Table 1 Comparison results of the proposed and other existing methods

An ablation study was also conducted to validate the effectiveness of the fusion of prior knowledge. Firstly, the auxiliary stream was removed and only the main stream was trained (i.e., GoogLeNet [9]) to perform the prediction. Secondly, the main stream is removed and only the auxiliary stream was trained (i.e., VGGNet [10]) to make the prediction. The results are shown in Table 2. The results showed that the fusion of prior knowledge is indeed beneficial for the classification performance.

Table 2 Ablation results

Conclusions

In this paper, we propose the incorporation of simple but effective prior knowledge to classification models of FK. The mean of all pixel values was subtracted from every image to extract the approximate hyphae structure as prior knowledge. To incorporate this prior knowledge, a two-stream convolutional neural network is utilized to facilitate the fusion. The main stream can extract image-level features from the original images. For the auxiliary stream, the network is expected to learn conducting feature discrimination and enhancement of images with fungal hyphae. The experimental results demonstrated that the proposed method can achieve higher accuracy compared to other existing methods.

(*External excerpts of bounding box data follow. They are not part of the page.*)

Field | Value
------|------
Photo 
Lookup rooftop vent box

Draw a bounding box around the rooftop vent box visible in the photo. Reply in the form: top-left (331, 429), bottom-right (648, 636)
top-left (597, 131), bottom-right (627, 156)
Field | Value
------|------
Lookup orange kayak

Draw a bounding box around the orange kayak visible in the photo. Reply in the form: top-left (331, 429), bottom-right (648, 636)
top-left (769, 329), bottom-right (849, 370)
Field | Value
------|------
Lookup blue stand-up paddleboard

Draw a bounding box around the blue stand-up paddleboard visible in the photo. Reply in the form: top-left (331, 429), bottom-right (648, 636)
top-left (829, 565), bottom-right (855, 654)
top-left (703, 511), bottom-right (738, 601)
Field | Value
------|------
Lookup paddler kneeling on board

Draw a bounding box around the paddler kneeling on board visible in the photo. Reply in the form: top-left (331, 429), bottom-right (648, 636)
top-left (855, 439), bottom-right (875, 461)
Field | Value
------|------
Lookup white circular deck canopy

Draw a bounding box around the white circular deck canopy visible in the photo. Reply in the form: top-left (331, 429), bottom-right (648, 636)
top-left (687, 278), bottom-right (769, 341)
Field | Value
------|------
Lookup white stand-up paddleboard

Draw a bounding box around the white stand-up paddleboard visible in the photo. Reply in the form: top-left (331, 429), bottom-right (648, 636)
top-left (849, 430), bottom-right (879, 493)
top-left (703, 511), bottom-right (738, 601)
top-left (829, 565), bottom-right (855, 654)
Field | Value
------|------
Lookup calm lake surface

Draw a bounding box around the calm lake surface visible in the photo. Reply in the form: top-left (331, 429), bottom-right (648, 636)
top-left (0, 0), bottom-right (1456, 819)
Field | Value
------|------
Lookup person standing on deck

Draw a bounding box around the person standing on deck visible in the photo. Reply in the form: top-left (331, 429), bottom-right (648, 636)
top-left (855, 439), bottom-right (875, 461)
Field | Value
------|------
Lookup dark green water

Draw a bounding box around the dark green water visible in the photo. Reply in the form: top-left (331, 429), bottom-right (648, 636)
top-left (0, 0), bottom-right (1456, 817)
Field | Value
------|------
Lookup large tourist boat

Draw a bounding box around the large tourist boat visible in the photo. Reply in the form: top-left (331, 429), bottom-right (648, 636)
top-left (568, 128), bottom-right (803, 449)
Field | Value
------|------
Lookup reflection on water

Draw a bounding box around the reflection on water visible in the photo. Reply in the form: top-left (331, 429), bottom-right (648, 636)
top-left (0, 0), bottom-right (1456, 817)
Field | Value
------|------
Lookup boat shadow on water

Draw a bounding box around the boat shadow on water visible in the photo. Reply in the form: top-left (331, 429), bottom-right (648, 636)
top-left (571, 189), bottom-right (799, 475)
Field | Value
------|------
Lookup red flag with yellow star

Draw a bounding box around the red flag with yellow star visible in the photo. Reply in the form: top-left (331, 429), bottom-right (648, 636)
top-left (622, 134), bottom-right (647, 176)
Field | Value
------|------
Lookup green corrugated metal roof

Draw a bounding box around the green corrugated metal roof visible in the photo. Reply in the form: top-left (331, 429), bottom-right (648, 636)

An interesting future direction could be to incorporate and fuse more complicated prior knowledge, especially domain knowledge in the medical field, to further improve the diagnosis accuracy. Moreover, it is worth exploring the combination of deep-learning-based methods and domain knowledge. However, interpretability is very important in medical applications, and this is a limitation of existing deep-learning-based methods. In future research, we aim to design more interpretable algorithms, further supporting physicians to make clinical decisions.